In the lead up to Tuesday’s election and after the results, both parties have talked about moving on from a 2020 rematch of President Joe Biden and Donald Trump as being the candidates for their respective parties.
New Jersey residents want to add two other names stricken from the conversation—the current Governor of the Garden State and his predecessor.
With Democrat Phil Murphy and Republican Chris Christie positioning themselves to run for their party’s nominations in 2024, a recent Fairleigh Dickinson University found they are lacking support from New Jersey voters in a survey that only asked Democrats and Republicans about their party’s choice.
No to Murphy, Christie
In the poll released Nov. 9, just 30% of Democrats in the state say that they think Murphy should run for President in 2024. Fifty percent say that he shouldn’t run, and 20% say that they aren’t sure.
But those numbers lap the view Republicans have of Christie, who ran to be the GOP nominee in 2016. Christie garnered only 12% support from New Jersey Republicans who say that he should run, with 80% saying that they don’t think he should
“Democrats are relatively happy with the job Murphy is doing as governor,” said Dan Cassino, professor of Government and Politics at FDU, and the Executive Director of FDU Poll. “But there’s just no appetite to see either of these guys run at the national level”
Murphy’s approval rating is currently underwater with New Jersey residents: 40% approve of the job Murphy is doing as governor versus 42% disapproving. His approval is higher—67 %— among Democrats, but even that figure is below historical norms for an incumbent governor among his partisans.
More Independents disapprove of him (46%) than approve (42%), and only 7% of Republicans say that he’s doing a good job. But even among Democrats who approve of the job that Murphy is doing as governor, only 35% say that he should run for President.

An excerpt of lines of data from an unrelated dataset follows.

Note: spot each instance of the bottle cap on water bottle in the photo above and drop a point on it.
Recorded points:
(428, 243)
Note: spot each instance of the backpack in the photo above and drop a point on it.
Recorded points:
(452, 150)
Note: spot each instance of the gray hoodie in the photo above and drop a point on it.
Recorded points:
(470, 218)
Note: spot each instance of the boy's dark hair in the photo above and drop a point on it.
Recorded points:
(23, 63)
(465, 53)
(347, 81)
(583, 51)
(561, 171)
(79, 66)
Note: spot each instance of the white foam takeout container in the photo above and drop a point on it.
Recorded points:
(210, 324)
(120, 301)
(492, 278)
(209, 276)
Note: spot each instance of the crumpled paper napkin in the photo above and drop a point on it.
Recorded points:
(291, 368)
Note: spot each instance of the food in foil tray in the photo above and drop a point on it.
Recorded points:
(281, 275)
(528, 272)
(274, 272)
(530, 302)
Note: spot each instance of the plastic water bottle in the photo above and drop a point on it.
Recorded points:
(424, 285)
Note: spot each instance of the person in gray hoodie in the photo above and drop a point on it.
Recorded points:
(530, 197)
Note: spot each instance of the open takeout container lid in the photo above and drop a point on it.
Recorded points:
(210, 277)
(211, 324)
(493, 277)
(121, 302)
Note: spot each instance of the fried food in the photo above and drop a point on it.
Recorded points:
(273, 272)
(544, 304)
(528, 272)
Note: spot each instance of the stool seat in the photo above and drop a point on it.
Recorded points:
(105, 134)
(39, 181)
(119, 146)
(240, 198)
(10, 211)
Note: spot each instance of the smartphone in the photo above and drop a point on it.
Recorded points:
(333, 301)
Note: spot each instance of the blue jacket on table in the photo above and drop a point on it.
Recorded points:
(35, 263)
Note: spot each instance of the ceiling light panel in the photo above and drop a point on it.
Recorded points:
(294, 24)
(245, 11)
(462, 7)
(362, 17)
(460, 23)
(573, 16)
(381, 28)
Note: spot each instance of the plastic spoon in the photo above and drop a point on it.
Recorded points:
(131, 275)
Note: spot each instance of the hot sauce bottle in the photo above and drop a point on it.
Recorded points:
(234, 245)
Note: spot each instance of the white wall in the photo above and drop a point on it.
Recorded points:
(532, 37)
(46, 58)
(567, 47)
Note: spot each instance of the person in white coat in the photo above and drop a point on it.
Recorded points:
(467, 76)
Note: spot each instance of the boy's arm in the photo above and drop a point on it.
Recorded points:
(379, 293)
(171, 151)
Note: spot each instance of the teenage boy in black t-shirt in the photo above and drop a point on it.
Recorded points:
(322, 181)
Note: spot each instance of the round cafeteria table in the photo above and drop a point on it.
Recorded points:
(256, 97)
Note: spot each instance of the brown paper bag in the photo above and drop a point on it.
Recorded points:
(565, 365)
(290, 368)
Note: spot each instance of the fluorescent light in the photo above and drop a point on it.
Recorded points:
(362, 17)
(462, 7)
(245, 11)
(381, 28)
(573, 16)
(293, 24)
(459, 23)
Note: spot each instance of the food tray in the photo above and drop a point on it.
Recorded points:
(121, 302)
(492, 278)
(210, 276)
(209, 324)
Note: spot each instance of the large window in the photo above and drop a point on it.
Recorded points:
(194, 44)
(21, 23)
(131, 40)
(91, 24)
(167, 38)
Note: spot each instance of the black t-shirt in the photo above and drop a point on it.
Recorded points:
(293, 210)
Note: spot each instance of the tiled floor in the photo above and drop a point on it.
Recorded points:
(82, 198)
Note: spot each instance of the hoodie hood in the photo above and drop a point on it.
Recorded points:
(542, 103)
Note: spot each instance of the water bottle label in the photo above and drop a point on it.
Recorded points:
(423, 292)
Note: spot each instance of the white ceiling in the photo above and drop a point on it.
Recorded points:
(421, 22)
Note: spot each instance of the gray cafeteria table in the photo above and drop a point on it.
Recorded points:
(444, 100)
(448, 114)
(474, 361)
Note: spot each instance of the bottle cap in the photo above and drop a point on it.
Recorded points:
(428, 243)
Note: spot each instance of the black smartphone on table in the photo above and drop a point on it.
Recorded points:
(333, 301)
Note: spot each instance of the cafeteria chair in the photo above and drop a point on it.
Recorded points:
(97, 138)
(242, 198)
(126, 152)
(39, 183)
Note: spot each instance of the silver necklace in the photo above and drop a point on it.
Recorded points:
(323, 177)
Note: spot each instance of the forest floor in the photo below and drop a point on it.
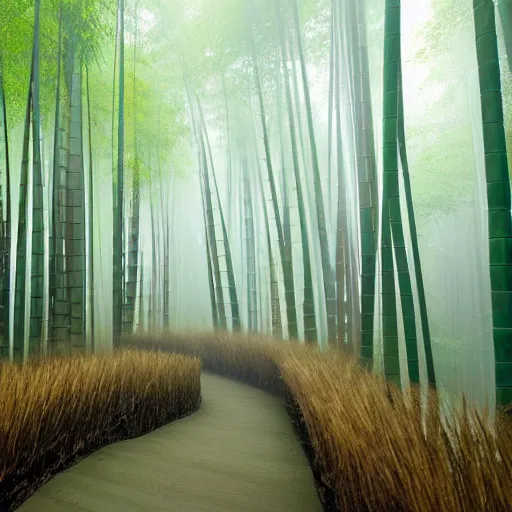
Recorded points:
(237, 452)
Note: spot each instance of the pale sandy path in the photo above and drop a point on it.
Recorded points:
(237, 453)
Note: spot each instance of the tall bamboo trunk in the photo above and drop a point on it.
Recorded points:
(90, 342)
(118, 274)
(310, 333)
(286, 261)
(393, 242)
(327, 270)
(233, 297)
(21, 348)
(60, 309)
(414, 238)
(5, 248)
(252, 310)
(275, 306)
(133, 234)
(498, 195)
(505, 8)
(75, 226)
(341, 274)
(212, 237)
(368, 191)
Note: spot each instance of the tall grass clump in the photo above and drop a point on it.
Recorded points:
(371, 447)
(55, 411)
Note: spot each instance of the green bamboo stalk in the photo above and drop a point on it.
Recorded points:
(505, 9)
(252, 310)
(310, 333)
(60, 309)
(91, 338)
(37, 256)
(75, 204)
(368, 192)
(277, 329)
(414, 237)
(235, 311)
(6, 223)
(18, 349)
(286, 261)
(118, 194)
(327, 270)
(498, 195)
(134, 225)
(341, 273)
(212, 237)
(392, 64)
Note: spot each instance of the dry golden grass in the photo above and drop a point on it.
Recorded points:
(373, 449)
(55, 411)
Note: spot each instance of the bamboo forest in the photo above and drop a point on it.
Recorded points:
(266, 244)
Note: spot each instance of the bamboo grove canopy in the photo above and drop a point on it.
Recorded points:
(335, 172)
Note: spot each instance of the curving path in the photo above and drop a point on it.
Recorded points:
(237, 453)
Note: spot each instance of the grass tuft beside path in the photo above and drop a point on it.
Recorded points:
(371, 447)
(53, 412)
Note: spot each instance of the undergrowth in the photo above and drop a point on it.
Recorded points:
(371, 447)
(55, 411)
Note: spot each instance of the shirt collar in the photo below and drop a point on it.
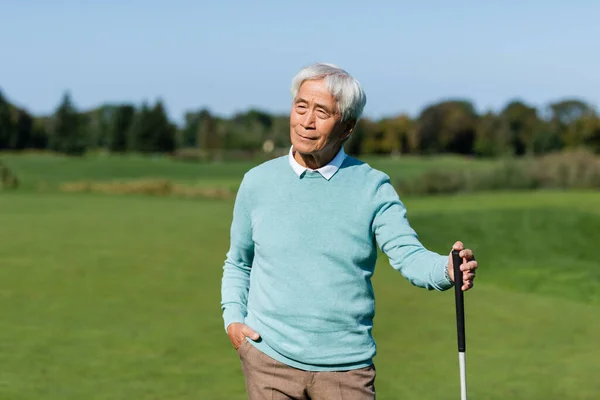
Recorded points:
(327, 171)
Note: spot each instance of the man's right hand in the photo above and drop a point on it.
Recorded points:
(238, 332)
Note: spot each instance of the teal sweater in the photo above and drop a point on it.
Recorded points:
(303, 250)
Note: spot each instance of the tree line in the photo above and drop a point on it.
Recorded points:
(451, 126)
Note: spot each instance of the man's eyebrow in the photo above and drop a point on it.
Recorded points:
(323, 106)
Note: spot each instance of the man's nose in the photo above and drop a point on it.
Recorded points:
(308, 122)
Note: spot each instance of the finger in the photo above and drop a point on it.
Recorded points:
(469, 266)
(468, 276)
(468, 254)
(249, 332)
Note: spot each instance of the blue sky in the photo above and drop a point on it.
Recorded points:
(233, 55)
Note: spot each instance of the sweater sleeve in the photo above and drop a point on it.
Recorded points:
(235, 283)
(397, 239)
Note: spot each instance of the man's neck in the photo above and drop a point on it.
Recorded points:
(317, 160)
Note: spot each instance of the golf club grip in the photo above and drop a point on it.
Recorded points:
(460, 301)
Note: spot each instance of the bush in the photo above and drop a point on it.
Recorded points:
(578, 169)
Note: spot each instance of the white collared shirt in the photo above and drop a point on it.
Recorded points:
(327, 171)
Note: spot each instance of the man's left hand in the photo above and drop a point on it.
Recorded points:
(468, 266)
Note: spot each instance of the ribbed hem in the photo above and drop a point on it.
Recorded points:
(232, 314)
(266, 349)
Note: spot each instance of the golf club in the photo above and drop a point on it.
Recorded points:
(460, 322)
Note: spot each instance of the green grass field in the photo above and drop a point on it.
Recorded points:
(117, 297)
(49, 170)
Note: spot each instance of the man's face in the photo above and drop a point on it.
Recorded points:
(315, 123)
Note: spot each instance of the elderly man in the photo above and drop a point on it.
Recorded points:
(297, 298)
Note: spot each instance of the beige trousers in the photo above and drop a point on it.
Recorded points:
(267, 379)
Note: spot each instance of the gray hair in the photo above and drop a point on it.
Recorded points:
(348, 92)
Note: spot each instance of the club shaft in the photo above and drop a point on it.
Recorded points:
(460, 322)
(460, 301)
(463, 375)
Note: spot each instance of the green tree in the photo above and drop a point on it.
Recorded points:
(24, 131)
(7, 128)
(573, 121)
(164, 132)
(119, 128)
(449, 126)
(520, 124)
(69, 135)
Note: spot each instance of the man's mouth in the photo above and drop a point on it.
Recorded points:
(306, 137)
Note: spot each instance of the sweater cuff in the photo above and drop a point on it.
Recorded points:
(233, 313)
(442, 279)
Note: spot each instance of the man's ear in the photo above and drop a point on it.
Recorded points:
(348, 128)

“Murphy is counting on the idea that gubernatorial experience translates into Presidential prospects,” said Cassino. “But even Democrats who think he’s done a good job in the state house don’t want him running for President.”
Whatever his problems may be, Christie’s relationship with former President Trump doesn’t seem to explain why he’s having trouble appealing to New Jersey Republicans. After a poor showing in the New Hampshire primary in 2016, Christie suspended his campaign and would endorse Trump 10 days later.
Since then, Christie has been both a supporter of Trump—including helping him with debate prep against then candidate Biden—and critic, especially in Trump’s attempt to overturn the election.
While President Biden won handily against Trump in the 2020 Presidential election in New Jersey, 78% of New Jersey Republicans say that they voted for Trump. Among those Republicans, only 11% say that Christie should run for President and among the smaller group of Republicans who didn’t vote for Trump, only 13% of them say that the governor from 2010-2018 should run.
“Going back and forth between cozying up to Trump and attacking him means that Christie has managed to alienate just about everyone in the Republican Party,” said Cassino. “If he wants any kind of constituency in 2024, he’s going to have to hope for a widespread outbreak of political amnesia.”
Murphy’s National Profile
The talk of Murphy running has increased since his win for a second term last year (due to term limits, the former Goldman Sach executive can not run for governor again) and his high profile roles with national governors associations.
Murphy was elected chair of the National Governors Association, the bipartisan association that collaborates on pressing issues nationwide. And he served as Democratic Governors Association vice chairman in 2022 and will be chairman in 2023.
Additionally, the Stronger Fairer Forward PAC was formed to help candidates who support Murphy’s issues of affordability and strengthening the middle class earlier this year that is chaired by New Jersey First Lady Tammy Murphy. Since forming earlier this year, it contributed more than $300,000 to campaigns across the U.S. this cycle.
Murphy has made his support for abortion rights a centerpiece of his governorship, and his role as a national leader among Democratic governors in the aftermath of the Dobbs ruling. But that has not translated in a push for a Presidential run from pro-choice resident of New Jersey.
While New Jersey residents who say that abortion should be legal under any circumstance approve of Murphy at a 57% rate than those who think abortion should be legal only under some circumstances (24%). But only 22% of pro-choice Democrats say that Murphy should run.
“Abortion is an issue that hits hardest among more liberal Democrats,” said Cassino. “And right now, those Democrats don’t want to see Murphy or anyone else running against Biden.”